The DAO was an effective advocacy platform for persuading apprehensive government partners to adopt Primero. One common obstacle for uptake when advocating for the use of digital public goods such as Primero is the perception of lack of product ownership, and specifically, limited opportunities to influence the direction of product development. The DAO successfully addresses this by i) demonstrating the product team’s openness to inputs on the direction of product development ii) providing means and incentives for in-country developers to learn how to contribute code to Primero.
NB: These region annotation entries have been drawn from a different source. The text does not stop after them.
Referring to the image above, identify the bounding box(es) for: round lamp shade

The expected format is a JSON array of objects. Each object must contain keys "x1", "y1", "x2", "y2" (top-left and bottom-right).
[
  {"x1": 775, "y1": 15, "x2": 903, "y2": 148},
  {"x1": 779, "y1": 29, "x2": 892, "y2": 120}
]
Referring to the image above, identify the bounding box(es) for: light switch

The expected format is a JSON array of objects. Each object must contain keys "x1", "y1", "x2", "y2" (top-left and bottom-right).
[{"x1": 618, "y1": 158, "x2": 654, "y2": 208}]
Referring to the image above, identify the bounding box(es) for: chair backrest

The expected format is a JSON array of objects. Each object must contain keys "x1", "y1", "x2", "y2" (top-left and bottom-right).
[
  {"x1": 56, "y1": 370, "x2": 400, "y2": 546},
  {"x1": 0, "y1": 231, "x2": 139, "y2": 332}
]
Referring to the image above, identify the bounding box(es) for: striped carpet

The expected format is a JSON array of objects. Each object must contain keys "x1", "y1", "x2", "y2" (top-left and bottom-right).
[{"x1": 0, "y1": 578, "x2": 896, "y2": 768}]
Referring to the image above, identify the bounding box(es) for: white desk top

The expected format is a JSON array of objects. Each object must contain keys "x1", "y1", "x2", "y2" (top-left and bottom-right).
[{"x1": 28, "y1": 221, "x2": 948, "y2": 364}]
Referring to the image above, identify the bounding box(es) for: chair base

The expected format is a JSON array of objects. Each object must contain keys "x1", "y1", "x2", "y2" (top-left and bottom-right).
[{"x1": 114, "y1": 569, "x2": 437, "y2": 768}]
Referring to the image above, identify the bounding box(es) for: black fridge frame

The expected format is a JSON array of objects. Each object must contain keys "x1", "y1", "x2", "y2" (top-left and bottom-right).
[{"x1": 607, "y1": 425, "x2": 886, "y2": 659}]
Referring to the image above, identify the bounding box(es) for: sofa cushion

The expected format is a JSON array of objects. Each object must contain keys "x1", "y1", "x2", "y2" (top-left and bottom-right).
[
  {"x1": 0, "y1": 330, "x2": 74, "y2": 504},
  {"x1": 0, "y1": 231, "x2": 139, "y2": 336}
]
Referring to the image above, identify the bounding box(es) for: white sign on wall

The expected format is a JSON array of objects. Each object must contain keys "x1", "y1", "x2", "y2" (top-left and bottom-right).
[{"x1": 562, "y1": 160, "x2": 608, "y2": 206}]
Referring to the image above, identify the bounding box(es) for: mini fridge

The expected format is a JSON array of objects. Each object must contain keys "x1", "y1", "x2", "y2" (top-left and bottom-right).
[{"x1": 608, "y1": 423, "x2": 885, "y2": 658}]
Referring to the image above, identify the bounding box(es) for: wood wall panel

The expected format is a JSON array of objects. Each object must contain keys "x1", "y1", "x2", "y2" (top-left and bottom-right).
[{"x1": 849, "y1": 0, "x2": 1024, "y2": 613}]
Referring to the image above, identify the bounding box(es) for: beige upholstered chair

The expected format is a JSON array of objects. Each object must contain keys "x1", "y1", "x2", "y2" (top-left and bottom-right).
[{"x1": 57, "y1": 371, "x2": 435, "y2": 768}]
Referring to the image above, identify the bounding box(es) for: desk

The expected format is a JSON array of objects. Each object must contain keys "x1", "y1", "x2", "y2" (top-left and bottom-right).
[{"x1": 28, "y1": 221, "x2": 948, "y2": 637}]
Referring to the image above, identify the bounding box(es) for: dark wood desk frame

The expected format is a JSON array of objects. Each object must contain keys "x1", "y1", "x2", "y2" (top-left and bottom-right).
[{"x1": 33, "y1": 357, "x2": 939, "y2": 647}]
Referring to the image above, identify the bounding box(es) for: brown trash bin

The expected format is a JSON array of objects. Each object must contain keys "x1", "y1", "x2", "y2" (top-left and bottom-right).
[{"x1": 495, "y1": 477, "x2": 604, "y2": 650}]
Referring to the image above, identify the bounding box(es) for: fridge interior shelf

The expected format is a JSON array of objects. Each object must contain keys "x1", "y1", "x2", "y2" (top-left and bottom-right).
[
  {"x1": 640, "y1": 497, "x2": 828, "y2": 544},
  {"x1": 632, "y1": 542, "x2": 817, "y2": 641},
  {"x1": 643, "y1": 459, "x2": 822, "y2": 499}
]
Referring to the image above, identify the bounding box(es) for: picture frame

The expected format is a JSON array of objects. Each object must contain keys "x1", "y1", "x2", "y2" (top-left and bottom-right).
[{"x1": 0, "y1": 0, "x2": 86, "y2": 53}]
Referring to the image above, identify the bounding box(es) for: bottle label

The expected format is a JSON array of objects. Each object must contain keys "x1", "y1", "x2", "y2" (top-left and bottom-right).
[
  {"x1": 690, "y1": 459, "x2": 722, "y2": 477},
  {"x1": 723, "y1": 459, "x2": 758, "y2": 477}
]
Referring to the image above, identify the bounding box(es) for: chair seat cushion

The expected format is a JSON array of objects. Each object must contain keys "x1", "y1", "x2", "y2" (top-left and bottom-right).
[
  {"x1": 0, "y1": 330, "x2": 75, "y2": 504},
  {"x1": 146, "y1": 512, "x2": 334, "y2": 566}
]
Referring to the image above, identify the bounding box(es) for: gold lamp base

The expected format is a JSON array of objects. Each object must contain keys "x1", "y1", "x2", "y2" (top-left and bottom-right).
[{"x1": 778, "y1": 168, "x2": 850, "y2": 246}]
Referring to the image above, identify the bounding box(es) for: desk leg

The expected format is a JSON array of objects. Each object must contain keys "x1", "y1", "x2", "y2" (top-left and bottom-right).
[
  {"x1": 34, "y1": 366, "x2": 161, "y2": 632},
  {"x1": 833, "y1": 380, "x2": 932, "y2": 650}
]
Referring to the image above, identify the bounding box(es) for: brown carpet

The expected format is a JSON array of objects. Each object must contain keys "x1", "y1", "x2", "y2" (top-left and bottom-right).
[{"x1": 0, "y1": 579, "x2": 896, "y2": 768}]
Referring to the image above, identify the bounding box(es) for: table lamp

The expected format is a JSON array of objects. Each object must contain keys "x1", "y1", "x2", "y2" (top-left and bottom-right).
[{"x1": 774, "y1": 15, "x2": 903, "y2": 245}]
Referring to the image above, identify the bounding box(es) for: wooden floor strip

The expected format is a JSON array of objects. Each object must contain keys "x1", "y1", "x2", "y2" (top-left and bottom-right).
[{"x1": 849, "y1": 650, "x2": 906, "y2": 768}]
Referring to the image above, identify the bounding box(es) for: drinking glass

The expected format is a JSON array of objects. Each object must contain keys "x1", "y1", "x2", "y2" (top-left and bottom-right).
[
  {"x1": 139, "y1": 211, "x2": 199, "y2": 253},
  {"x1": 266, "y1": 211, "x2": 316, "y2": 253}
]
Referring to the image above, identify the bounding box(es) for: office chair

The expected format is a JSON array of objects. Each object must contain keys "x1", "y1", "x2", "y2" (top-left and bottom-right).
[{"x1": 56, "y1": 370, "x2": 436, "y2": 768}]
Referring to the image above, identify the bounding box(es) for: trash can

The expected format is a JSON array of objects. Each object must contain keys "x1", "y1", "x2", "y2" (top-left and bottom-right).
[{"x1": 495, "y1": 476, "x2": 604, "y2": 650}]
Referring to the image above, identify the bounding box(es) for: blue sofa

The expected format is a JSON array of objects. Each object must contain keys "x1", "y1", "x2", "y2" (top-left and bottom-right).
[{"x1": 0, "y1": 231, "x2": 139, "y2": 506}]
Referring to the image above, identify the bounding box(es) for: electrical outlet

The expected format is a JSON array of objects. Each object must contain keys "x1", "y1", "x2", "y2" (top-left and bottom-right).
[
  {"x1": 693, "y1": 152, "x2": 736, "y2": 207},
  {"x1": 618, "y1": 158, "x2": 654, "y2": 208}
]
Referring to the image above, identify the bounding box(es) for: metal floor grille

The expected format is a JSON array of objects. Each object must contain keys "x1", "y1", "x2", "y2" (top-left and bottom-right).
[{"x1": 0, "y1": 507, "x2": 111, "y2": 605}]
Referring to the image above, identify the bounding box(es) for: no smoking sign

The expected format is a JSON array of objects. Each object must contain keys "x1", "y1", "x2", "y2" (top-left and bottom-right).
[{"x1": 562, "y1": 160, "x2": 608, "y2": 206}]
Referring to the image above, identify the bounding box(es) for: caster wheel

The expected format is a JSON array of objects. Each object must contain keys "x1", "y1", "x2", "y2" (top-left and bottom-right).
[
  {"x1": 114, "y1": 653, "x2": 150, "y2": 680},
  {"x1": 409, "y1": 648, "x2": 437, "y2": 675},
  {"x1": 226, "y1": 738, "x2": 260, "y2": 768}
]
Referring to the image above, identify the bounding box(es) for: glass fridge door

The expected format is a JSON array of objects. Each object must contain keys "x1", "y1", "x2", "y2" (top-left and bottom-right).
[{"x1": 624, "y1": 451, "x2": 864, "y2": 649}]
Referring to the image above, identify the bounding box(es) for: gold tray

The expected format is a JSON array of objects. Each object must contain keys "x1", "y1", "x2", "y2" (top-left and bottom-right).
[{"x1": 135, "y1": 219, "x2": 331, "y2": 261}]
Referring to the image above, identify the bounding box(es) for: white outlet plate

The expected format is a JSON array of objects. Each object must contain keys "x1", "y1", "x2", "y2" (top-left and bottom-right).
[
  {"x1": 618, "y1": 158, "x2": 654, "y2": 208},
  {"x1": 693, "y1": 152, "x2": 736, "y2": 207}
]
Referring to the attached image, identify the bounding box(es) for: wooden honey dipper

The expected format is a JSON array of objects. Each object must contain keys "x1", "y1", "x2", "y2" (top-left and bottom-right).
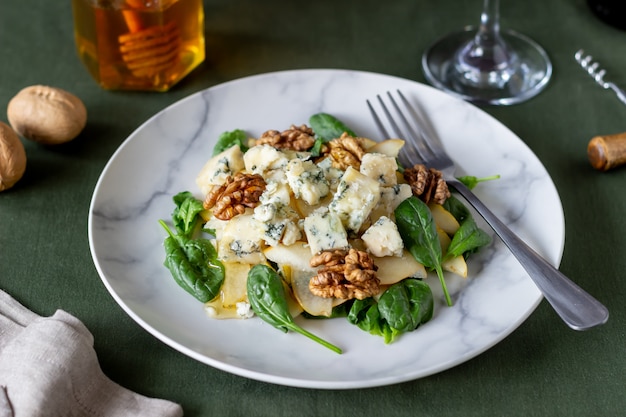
[
  {"x1": 587, "y1": 132, "x2": 626, "y2": 171},
  {"x1": 118, "y1": 0, "x2": 181, "y2": 77}
]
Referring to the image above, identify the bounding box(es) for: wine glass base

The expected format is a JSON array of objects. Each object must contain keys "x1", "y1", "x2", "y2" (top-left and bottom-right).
[{"x1": 422, "y1": 27, "x2": 552, "y2": 105}]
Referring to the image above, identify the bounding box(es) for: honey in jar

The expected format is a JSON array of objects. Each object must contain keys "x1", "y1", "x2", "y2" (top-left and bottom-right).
[{"x1": 72, "y1": 0, "x2": 205, "y2": 91}]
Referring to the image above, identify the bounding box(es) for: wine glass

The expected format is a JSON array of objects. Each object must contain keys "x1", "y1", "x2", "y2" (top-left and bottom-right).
[{"x1": 422, "y1": 0, "x2": 552, "y2": 105}]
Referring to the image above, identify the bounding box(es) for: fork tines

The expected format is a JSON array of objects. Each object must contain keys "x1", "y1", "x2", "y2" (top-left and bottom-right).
[{"x1": 366, "y1": 90, "x2": 434, "y2": 166}]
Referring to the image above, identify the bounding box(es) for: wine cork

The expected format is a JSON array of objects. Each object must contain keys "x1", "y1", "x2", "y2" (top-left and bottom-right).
[{"x1": 587, "y1": 132, "x2": 626, "y2": 171}]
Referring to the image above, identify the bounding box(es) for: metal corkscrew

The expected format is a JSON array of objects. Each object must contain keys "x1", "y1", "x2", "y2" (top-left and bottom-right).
[{"x1": 574, "y1": 49, "x2": 626, "y2": 104}]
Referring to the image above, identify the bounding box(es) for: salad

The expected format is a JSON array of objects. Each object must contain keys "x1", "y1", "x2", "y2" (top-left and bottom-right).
[{"x1": 160, "y1": 113, "x2": 491, "y2": 353}]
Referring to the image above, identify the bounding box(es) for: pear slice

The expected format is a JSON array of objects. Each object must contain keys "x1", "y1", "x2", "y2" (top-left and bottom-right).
[
  {"x1": 374, "y1": 250, "x2": 426, "y2": 285},
  {"x1": 428, "y1": 203, "x2": 460, "y2": 236},
  {"x1": 367, "y1": 139, "x2": 404, "y2": 158},
  {"x1": 204, "y1": 262, "x2": 251, "y2": 319},
  {"x1": 263, "y1": 242, "x2": 315, "y2": 272}
]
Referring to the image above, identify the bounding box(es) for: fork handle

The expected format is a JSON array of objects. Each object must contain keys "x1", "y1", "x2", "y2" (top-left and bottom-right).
[{"x1": 447, "y1": 179, "x2": 609, "y2": 330}]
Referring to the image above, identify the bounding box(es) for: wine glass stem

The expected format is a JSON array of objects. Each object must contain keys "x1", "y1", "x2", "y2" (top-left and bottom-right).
[
  {"x1": 456, "y1": 0, "x2": 515, "y2": 88},
  {"x1": 478, "y1": 0, "x2": 500, "y2": 37}
]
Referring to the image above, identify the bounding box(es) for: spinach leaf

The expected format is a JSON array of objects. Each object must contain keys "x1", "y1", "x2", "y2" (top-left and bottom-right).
[
  {"x1": 172, "y1": 191, "x2": 204, "y2": 237},
  {"x1": 213, "y1": 129, "x2": 248, "y2": 156},
  {"x1": 348, "y1": 278, "x2": 434, "y2": 344},
  {"x1": 443, "y1": 195, "x2": 471, "y2": 224},
  {"x1": 378, "y1": 278, "x2": 434, "y2": 332},
  {"x1": 348, "y1": 297, "x2": 399, "y2": 344},
  {"x1": 457, "y1": 175, "x2": 500, "y2": 190},
  {"x1": 309, "y1": 113, "x2": 356, "y2": 142},
  {"x1": 394, "y1": 196, "x2": 452, "y2": 306},
  {"x1": 159, "y1": 220, "x2": 224, "y2": 303},
  {"x1": 443, "y1": 196, "x2": 491, "y2": 258},
  {"x1": 446, "y1": 216, "x2": 491, "y2": 258},
  {"x1": 247, "y1": 264, "x2": 342, "y2": 353}
]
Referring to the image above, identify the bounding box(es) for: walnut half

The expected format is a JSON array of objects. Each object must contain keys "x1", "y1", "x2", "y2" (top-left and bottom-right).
[
  {"x1": 256, "y1": 125, "x2": 315, "y2": 152},
  {"x1": 322, "y1": 132, "x2": 365, "y2": 171},
  {"x1": 309, "y1": 249, "x2": 380, "y2": 300},
  {"x1": 404, "y1": 164, "x2": 450, "y2": 204},
  {"x1": 204, "y1": 172, "x2": 265, "y2": 220}
]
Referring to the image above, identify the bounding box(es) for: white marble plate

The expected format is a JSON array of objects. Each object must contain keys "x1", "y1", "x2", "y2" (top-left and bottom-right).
[{"x1": 89, "y1": 70, "x2": 564, "y2": 389}]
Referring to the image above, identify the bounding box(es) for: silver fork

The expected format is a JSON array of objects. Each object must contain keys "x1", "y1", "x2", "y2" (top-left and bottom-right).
[{"x1": 367, "y1": 90, "x2": 609, "y2": 330}]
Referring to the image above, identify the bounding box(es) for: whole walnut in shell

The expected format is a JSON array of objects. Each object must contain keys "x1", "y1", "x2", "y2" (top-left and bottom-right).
[
  {"x1": 0, "y1": 122, "x2": 26, "y2": 191},
  {"x1": 7, "y1": 85, "x2": 87, "y2": 145}
]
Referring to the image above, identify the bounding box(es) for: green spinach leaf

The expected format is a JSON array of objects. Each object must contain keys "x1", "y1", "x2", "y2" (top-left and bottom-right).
[
  {"x1": 394, "y1": 196, "x2": 452, "y2": 306},
  {"x1": 443, "y1": 196, "x2": 491, "y2": 259},
  {"x1": 213, "y1": 129, "x2": 248, "y2": 156},
  {"x1": 446, "y1": 216, "x2": 491, "y2": 258},
  {"x1": 159, "y1": 220, "x2": 224, "y2": 303},
  {"x1": 309, "y1": 113, "x2": 356, "y2": 142},
  {"x1": 348, "y1": 278, "x2": 434, "y2": 344},
  {"x1": 378, "y1": 278, "x2": 434, "y2": 333},
  {"x1": 247, "y1": 264, "x2": 342, "y2": 353},
  {"x1": 172, "y1": 191, "x2": 204, "y2": 237},
  {"x1": 457, "y1": 175, "x2": 500, "y2": 190}
]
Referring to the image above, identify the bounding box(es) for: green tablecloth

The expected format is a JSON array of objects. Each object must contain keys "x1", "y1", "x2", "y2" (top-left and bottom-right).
[{"x1": 0, "y1": 0, "x2": 626, "y2": 417}]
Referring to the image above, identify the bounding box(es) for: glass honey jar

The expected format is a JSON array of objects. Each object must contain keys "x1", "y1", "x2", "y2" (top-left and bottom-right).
[{"x1": 72, "y1": 0, "x2": 205, "y2": 91}]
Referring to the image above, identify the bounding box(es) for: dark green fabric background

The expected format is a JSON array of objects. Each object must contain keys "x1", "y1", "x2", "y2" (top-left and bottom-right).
[{"x1": 0, "y1": 0, "x2": 626, "y2": 417}]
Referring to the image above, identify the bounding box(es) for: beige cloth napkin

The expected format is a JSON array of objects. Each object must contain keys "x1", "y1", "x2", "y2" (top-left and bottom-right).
[{"x1": 0, "y1": 290, "x2": 183, "y2": 417}]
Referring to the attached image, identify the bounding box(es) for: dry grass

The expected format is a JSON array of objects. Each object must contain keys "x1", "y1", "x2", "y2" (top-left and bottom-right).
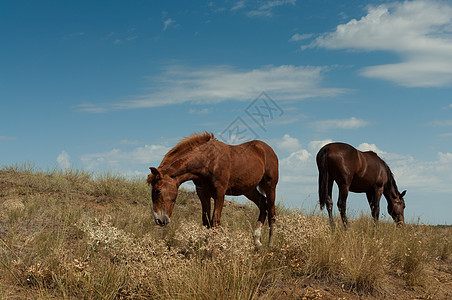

Here are some observations about specific aspects of the DAO:

  • Proposals without active facilitation struggled to gain momentum. Members were more comfortable surfacing issues informally than initiating formal proposals, suggesting proposal creation itself is a friction point.
  • Non-technical participants were slow to engage in forum-based discussions, indicating a need for stronger facilitation or more intuitive engagement tools.
  • Even participants with no prior blockchain experience were able to use wallets and vote with minimal friction.
  • Technical review discussions failed to gain traction on forums because teams already used GitHub; tighter platform integration would improve participation.
  • Limiting access to a non-tradable governance token (one token per voter to limit unauthorized delegation) in a closed group reduced risk and complexity during experimentation.

Outlook

  • A dedicated community manager is essential, but they need not be just one person; they could be rotated within the community sharing the load.
  • There is value in integration of the discussion forum (Discourse) with the governance forum (Snapshot) and the code discussions (GitHub), in order to get a clear audit trail of the workflow. Integrating discussions into existing communication channels could significantly increase visibility and participation. This would further reduce the administrative burden on the community manager.
  • Once the community is vibrant, experiment with Governance mechanisms which work best for Primero; beyond the basic voting strategy (YES/NO/ABSTAIN).
  • There is potential for the treasury to store multiple digital assets to make it more attractive for different groups of developers. Additionally, the treasury could be placed as a beneficiary in various sources of funding for public goods (such as GitcoinOctantOptimism retro PGF etc.)

This DAO experiment was inspired by popular DAOs around open-source software. The concept of a DAO can be extended to other activities beyond software as well, as the industry continues to develop these concepts.